The panel was established to oversee the development and implementation of the UEFA club licensing system, which was introduced in 2004 in an attempt to fix minimum standards to be met by teams entering UEFA competitions. The system has gradually increased in influence, with more than 620 top-flight clubs – some 86 per cent of all top-division teams in Europe – applying for a licence for the 2008/09 season. Committee chairman Giangiorgio Spiess is proud of the work done so far, but he told uefa.com there is still room for improvement.
"I think a lot of things have been achieved," he said. "UEFA has the licensing situation very much in hand. I think we have made a lot of progress, both in small and big federations. However, there is still much to do, because the situation is forever changing. People come in with new ideas, and we have to adapt constantly. Having said that, we can be confident that we have tackled many issues."
The UEFA Club Licensing Manual and the Club Licensing Quality Standard are the documents which form the cornerstone of the system. National associations integrate the 34 minimum licensing stipulations laid out in the Manual into their own regulations. The Quality Standard ensures each of the 53 member associations operate their system to the highest professional standards.

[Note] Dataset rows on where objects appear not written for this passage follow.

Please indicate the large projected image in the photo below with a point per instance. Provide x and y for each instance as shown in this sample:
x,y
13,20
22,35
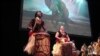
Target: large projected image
x,y
73,14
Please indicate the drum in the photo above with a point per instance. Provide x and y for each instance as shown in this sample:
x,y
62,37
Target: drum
x,y
42,45
67,49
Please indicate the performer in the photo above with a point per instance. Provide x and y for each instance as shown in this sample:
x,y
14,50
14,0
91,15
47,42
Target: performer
x,y
84,50
36,27
61,35
61,38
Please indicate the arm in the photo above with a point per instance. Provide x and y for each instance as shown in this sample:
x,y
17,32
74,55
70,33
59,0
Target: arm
x,y
68,37
57,35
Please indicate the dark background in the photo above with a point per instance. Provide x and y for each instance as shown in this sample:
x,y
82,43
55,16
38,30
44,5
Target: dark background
x,y
13,38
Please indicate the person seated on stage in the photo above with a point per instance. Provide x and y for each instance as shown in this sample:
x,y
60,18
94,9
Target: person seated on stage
x,y
84,50
61,38
36,25
98,47
62,35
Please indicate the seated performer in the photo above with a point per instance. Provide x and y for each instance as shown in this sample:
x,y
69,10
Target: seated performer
x,y
36,26
61,38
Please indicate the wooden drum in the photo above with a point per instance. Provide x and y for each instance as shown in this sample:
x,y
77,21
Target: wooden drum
x,y
42,45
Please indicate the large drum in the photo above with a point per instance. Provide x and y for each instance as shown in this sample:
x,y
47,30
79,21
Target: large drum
x,y
42,45
67,49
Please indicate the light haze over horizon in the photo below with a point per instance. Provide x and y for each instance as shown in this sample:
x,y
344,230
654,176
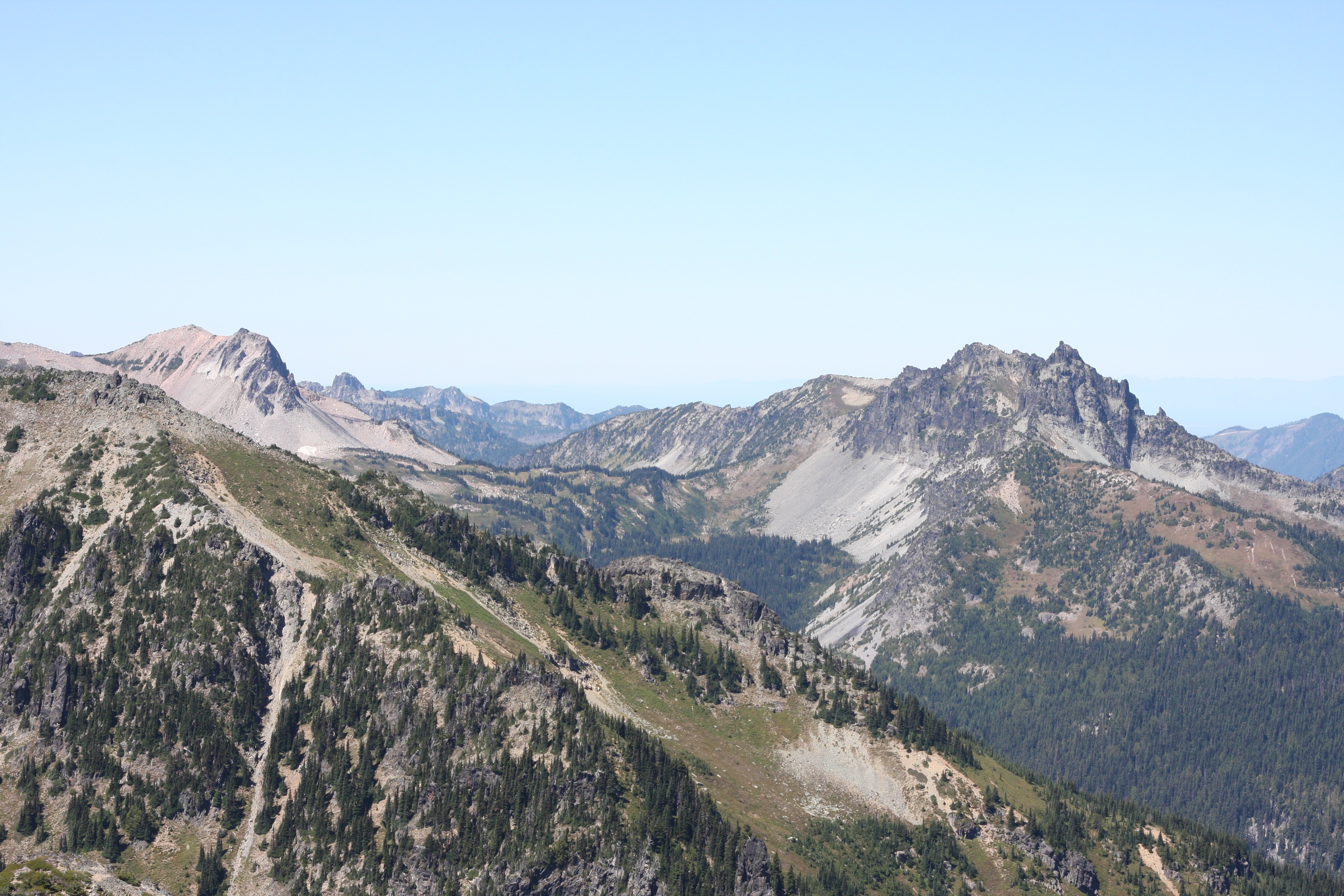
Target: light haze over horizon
x,y
693,194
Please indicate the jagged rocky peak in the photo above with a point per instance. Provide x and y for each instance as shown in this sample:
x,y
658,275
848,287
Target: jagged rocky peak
x,y
252,361
346,388
982,388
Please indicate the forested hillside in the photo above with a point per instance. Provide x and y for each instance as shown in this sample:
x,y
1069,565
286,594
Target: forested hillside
x,y
1089,638
233,672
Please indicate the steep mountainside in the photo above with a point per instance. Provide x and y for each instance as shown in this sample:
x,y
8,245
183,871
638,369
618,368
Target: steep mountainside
x,y
466,425
928,483
226,668
1332,480
240,381
1306,449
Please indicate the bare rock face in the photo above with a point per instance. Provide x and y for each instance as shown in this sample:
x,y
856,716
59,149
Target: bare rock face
x,y
1080,872
679,581
242,382
38,539
57,692
753,878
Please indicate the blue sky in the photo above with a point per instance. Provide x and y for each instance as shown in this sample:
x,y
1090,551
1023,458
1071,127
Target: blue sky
x,y
636,195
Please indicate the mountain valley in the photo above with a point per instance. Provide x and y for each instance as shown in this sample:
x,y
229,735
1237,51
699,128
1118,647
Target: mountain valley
x,y
252,670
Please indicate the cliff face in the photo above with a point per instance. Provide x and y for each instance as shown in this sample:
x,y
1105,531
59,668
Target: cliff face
x,y
242,382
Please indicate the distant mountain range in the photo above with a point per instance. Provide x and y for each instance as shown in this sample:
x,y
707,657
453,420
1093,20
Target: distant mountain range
x,y
1307,449
242,382
466,425
1012,538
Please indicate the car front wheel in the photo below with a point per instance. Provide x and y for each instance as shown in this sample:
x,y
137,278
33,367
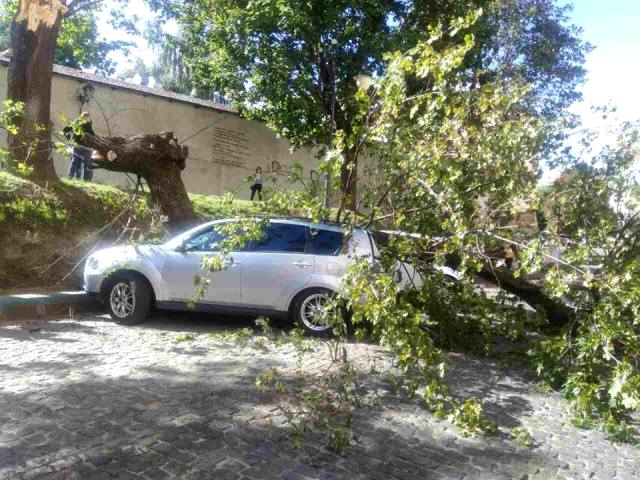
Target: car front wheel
x,y
310,311
128,299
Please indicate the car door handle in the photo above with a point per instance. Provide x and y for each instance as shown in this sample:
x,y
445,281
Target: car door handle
x,y
302,264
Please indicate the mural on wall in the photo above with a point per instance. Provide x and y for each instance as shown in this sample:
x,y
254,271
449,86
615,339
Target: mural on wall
x,y
230,147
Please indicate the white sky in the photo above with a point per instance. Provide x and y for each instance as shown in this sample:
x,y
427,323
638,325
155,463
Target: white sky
x,y
613,67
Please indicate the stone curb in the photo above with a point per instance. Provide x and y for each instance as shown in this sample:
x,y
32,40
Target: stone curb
x,y
25,305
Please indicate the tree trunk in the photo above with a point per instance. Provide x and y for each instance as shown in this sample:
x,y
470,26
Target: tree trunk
x,y
158,159
349,179
34,33
557,312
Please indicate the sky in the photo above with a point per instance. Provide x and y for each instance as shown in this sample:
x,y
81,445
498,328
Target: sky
x,y
613,67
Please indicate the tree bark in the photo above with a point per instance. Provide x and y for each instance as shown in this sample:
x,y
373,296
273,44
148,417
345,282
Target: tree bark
x,y
557,312
158,159
349,180
34,33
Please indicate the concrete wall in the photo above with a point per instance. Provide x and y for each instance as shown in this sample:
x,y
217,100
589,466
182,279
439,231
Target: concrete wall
x,y
226,150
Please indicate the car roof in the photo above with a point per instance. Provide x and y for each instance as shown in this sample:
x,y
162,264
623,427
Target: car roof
x,y
325,225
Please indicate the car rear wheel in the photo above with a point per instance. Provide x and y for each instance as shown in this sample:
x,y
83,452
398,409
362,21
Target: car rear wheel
x,y
128,299
310,313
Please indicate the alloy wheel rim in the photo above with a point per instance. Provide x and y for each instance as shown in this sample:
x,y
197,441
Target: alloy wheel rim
x,y
122,300
313,313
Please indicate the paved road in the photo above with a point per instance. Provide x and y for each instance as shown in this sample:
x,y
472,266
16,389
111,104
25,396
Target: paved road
x,y
85,399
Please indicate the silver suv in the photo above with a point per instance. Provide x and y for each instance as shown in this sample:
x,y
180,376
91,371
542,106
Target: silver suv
x,y
292,271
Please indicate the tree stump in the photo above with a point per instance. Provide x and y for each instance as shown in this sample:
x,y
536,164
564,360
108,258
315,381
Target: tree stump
x,y
159,159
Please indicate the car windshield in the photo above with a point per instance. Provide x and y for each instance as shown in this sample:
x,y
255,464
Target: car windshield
x,y
177,241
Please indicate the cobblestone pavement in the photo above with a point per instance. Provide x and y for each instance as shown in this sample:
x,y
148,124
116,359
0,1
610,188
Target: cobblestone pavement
x,y
88,399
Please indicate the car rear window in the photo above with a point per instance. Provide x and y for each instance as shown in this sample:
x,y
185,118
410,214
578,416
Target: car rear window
x,y
281,237
325,242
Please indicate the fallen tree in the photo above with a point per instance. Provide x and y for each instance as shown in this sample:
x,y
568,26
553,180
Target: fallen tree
x,y
156,158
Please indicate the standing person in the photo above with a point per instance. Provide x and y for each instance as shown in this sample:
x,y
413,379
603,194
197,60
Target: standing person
x,y
80,156
509,257
256,186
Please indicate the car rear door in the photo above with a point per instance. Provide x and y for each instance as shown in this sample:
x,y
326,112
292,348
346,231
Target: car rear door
x,y
275,266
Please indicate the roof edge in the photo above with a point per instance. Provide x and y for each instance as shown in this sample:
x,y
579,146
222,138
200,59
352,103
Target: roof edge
x,y
140,89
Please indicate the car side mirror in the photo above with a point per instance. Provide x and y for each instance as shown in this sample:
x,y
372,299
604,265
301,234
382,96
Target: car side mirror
x,y
183,247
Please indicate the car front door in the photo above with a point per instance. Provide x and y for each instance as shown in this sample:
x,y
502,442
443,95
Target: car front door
x,y
183,264
275,266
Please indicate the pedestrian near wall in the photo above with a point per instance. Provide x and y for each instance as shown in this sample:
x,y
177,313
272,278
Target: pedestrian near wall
x,y
256,186
509,257
81,165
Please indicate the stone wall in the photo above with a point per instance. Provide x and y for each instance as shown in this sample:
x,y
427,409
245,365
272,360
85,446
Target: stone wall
x,y
223,147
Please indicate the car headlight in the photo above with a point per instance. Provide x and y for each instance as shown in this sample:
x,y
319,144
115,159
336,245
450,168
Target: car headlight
x,y
92,262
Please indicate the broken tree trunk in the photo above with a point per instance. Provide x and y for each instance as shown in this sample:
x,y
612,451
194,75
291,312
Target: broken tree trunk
x,y
34,33
557,312
157,158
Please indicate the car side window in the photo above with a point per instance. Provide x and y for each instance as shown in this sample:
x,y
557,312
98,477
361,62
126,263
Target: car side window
x,y
207,241
281,237
325,242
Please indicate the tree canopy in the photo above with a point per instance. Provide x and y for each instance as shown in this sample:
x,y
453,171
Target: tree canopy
x,y
80,43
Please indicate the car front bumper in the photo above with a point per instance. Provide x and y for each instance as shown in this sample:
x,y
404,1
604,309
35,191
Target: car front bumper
x,y
92,282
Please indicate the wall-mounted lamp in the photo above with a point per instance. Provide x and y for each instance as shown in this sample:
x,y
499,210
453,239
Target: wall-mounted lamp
x,y
364,81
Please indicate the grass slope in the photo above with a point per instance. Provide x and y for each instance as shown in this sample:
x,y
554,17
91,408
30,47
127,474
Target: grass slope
x,y
38,226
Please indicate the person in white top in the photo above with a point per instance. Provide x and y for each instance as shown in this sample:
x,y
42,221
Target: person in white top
x,y
256,186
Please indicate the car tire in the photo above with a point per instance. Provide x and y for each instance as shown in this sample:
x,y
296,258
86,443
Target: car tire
x,y
128,298
302,309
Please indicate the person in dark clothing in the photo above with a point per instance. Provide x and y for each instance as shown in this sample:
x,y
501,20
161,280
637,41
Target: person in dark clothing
x,y
256,186
80,166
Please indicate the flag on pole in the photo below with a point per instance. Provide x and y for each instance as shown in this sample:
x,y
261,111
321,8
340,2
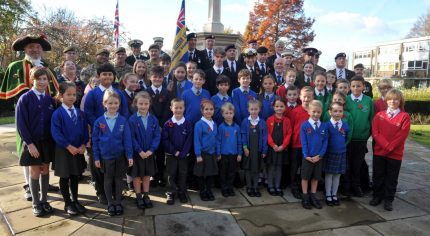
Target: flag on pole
x,y
116,26
180,46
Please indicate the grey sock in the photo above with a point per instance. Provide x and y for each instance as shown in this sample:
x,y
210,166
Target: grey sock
x,y
44,183
35,188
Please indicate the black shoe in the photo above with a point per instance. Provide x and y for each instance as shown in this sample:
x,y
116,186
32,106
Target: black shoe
x,y
305,201
358,192
147,201
375,201
111,210
52,188
204,196
71,210
296,193
38,210
210,195
119,210
47,208
182,197
79,207
257,193
388,205
170,199
314,201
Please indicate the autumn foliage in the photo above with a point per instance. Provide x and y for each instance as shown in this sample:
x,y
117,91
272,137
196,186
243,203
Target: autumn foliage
x,y
274,19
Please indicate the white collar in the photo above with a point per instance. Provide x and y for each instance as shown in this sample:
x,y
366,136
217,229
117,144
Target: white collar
x,y
178,122
354,97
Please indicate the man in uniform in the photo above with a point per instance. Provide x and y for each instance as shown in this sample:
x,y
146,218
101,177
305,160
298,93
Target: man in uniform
x,y
102,57
196,55
340,71
70,54
135,46
16,81
121,67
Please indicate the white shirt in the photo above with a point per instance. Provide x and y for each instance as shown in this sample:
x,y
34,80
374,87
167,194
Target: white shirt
x,y
211,123
178,122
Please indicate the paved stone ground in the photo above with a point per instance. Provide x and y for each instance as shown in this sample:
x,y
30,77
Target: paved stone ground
x,y
238,215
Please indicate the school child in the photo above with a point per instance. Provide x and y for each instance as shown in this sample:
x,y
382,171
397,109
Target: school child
x,y
206,150
305,78
279,136
313,136
221,98
179,83
33,122
361,108
320,93
290,79
160,98
267,96
145,136
177,137
342,86
298,116
335,159
70,132
94,109
254,141
390,129
331,80
384,86
112,130
191,68
242,95
230,147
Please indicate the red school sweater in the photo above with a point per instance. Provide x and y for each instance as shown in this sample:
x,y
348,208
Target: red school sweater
x,y
390,134
298,116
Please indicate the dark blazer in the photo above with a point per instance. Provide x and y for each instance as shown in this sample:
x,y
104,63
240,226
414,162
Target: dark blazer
x,y
131,60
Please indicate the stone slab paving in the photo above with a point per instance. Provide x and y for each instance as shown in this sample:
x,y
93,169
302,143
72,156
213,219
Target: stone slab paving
x,y
239,215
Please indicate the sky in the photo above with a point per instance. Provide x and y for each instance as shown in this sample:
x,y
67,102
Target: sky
x,y
340,25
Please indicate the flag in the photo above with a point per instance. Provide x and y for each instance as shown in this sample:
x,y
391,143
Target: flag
x,y
180,46
116,26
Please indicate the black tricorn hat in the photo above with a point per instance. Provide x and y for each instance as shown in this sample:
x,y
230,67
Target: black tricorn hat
x,y
20,43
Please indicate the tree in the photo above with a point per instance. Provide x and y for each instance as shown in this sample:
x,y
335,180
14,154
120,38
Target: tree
x,y
275,19
421,27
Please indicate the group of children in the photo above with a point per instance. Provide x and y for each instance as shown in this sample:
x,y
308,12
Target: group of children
x,y
179,129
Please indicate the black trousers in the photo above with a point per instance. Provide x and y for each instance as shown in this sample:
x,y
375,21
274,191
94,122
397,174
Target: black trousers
x,y
227,170
296,165
357,152
96,174
385,177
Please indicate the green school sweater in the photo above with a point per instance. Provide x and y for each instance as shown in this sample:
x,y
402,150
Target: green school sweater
x,y
362,114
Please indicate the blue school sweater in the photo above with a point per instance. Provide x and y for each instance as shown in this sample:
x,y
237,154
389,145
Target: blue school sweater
x,y
205,139
192,104
177,138
94,105
65,132
240,102
267,106
337,139
108,145
229,139
244,129
218,102
33,117
144,139
314,142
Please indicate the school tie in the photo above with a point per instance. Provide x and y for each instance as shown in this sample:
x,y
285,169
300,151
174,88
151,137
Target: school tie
x,y
73,116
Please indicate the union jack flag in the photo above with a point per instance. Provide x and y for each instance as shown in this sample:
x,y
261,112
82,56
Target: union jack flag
x,y
180,46
116,25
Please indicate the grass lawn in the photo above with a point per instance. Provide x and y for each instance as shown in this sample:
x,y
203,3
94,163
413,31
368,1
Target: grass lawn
x,y
7,120
420,134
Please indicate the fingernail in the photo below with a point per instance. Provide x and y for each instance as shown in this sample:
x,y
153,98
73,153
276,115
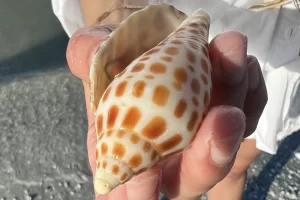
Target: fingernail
x,y
253,75
147,188
224,147
234,56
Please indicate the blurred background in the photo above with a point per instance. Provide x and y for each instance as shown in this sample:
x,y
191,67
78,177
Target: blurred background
x,y
43,118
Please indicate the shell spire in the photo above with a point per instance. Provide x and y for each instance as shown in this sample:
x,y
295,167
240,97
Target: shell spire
x,y
155,106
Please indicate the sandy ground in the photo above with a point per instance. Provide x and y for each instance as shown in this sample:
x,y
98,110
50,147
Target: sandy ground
x,y
43,145
43,122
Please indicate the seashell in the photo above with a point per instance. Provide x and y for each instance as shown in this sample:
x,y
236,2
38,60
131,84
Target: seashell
x,y
153,109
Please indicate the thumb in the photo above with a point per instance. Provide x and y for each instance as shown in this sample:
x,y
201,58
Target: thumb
x,y
83,46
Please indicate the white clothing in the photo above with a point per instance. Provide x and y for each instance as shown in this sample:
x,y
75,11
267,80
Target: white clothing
x,y
273,37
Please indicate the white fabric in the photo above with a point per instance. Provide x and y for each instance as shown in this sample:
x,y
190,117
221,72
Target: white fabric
x,y
273,37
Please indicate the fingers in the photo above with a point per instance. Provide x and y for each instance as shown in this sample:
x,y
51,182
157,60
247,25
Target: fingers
x,y
82,47
257,96
228,55
145,186
210,156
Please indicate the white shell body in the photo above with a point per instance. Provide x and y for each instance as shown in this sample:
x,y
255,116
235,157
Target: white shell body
x,y
154,108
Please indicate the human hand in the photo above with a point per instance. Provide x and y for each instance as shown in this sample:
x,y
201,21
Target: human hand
x,y
237,82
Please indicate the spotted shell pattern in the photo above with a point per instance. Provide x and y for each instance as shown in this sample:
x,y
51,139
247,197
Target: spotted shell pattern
x,y
154,108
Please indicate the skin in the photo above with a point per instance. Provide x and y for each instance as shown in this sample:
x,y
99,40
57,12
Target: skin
x,y
217,160
213,153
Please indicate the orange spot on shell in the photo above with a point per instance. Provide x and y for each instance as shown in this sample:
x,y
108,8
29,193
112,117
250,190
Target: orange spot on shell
x,y
177,86
169,143
156,127
154,155
99,125
195,85
121,133
195,101
138,88
180,29
192,121
112,116
204,50
180,108
191,68
134,139
206,98
135,161
193,45
131,118
97,154
176,42
104,164
146,146
145,58
115,169
120,90
106,94
118,150
180,75
158,68
166,58
149,77
152,51
193,31
104,149
204,79
123,177
191,56
109,133
194,25
161,95
173,51
138,67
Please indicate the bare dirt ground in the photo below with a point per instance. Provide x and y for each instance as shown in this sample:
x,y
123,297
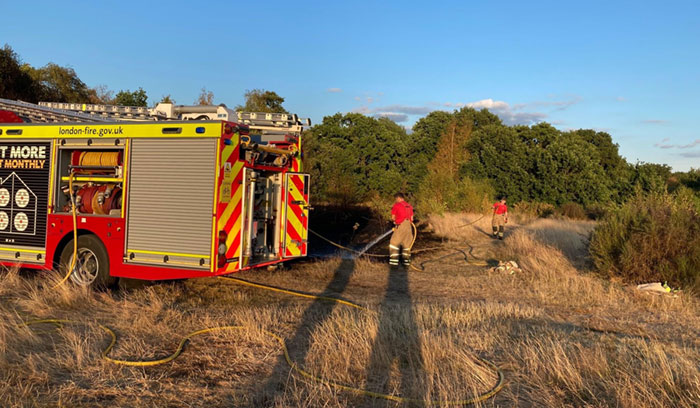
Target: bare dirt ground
x,y
562,336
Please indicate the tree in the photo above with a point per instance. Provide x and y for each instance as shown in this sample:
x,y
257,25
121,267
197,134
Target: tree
x,y
101,95
260,100
352,155
59,84
205,97
15,82
129,98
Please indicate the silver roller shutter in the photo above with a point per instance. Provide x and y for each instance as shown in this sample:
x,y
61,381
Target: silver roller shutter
x,y
171,192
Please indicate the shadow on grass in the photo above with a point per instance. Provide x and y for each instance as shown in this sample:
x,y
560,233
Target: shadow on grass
x,y
397,344
300,343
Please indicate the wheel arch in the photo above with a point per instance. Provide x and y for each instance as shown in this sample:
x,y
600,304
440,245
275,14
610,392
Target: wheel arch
x,y
65,240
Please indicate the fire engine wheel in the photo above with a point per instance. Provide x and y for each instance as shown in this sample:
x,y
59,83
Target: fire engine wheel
x,y
92,263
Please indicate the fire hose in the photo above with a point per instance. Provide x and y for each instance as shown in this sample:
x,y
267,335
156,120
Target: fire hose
x,y
74,258
293,365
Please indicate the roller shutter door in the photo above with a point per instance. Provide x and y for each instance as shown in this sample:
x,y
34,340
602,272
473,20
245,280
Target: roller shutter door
x,y
171,190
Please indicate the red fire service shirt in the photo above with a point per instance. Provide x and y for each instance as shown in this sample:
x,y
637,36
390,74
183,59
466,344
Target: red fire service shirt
x,y
500,208
402,211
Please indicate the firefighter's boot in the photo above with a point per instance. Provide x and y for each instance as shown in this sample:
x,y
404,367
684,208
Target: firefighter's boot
x,y
406,257
394,255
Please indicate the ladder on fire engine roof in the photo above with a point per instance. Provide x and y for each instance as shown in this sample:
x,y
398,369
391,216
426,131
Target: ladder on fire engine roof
x,y
35,113
273,123
107,112
265,123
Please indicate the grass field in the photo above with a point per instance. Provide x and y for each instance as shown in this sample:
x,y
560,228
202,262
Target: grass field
x,y
562,336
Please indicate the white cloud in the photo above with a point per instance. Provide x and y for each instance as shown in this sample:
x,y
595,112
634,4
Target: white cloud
x,y
690,155
665,145
518,114
395,116
510,115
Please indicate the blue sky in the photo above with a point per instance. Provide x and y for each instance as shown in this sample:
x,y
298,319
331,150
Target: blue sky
x,y
629,68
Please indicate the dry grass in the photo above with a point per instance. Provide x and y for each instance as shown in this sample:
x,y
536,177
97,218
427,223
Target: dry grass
x,y
562,336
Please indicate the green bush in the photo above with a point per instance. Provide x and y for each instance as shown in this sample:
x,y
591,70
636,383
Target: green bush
x,y
533,209
652,237
573,210
440,193
596,211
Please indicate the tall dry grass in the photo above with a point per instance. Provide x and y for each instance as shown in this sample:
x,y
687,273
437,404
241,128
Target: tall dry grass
x,y
562,336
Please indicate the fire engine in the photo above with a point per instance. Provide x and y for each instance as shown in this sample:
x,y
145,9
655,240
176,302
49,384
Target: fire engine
x,y
166,193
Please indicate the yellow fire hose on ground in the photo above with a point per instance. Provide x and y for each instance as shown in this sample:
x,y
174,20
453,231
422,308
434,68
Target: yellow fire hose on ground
x,y
59,323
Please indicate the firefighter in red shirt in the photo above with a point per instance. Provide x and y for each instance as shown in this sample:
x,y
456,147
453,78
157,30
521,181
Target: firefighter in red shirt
x,y
400,244
500,218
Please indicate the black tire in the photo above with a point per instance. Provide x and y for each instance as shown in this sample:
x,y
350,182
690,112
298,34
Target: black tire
x,y
92,266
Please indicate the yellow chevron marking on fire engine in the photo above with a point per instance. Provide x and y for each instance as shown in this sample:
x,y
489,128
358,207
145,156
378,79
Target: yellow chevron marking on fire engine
x,y
236,228
214,209
235,197
51,175
296,223
126,177
20,250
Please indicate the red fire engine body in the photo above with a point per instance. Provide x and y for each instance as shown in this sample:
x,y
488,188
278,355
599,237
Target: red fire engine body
x,y
156,200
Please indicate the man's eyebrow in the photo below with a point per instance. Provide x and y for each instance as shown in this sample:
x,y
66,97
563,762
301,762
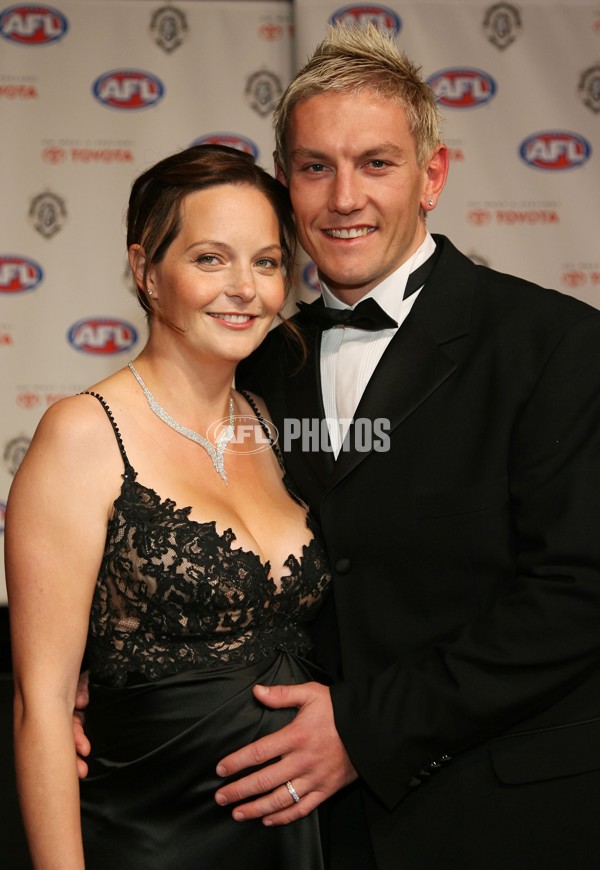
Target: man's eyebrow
x,y
302,153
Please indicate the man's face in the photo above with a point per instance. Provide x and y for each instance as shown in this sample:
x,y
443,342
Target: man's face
x,y
356,188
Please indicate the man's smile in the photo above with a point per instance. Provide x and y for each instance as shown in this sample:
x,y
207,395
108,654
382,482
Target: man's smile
x,y
349,233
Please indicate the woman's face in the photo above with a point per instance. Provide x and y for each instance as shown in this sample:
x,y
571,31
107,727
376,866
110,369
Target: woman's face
x,y
221,280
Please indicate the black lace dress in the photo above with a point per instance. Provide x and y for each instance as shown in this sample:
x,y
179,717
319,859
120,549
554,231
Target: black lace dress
x,y
182,625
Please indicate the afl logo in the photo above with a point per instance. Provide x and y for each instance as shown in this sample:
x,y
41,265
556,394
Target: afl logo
x,y
102,335
232,140
31,24
383,18
555,150
128,89
18,274
462,88
311,277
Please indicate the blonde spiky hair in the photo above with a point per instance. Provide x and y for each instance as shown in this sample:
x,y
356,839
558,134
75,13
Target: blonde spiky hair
x,y
352,59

In the current year, the system has been strengthened with more challenging requirements. Concrete results have been already achieved including improvement in the fields of infrastructure, payment of debts, financial budgeting, internal organisation and coaching and youth development. However, the cosmopolitan nature of the European football family means the committee constantly has to bear in mind the rich spectrum of cultures and different legal and regulatory environments in force in Europe.
Andrea Traverso, head of club licensing, said: "Of course, this is the main challenge – it was true at the beginning, but it also remains relevant today as we try to develop this system and implement the rules in a consistent way. UEFA, as football's governing body in Europe, has a duty to take into consideration the specificities of the different countries. This is why we set minimum standards, which can be upgraded on a national level to reflect the various specificities in each territory."
Encouraging tighter financial management in clubs is one of the key aspects of the system, with a failure to meet economic criteria accounting for many of the licence rejections. No licence can mean exclusion from European competition – an unwelcome fate already experienced by 43 clubs from 20 countries. However, the system has also led to national associations and clubs coming together to exchange expertise in an attempt to ensure they meet the licensing requirements.
"One of the real benefits of establishing a pan-European club licensing system is the chance to share experiences between national associations, leagues and also at club level," said Aleš Zavrl, head of the Club Licensing Committee Working Group. "UEFA is playing an active role in organising workshops and seminars and encouraging licensors within national associations to communicate with each other. I think this is the right solution to improve the understanding of football in Europe, because we must get to know all of these different footballing cultures, league structures and the differing potential for development."
Traverso added: "The system is dynamic, and will continue developing - this is why there is a committee and why there is a working group of the committee which will continually look at the development of the rules. Obviously, fine-tuning will probably be necessary on a yearly basis, and will help European football go from strength to strength. We are working towards that."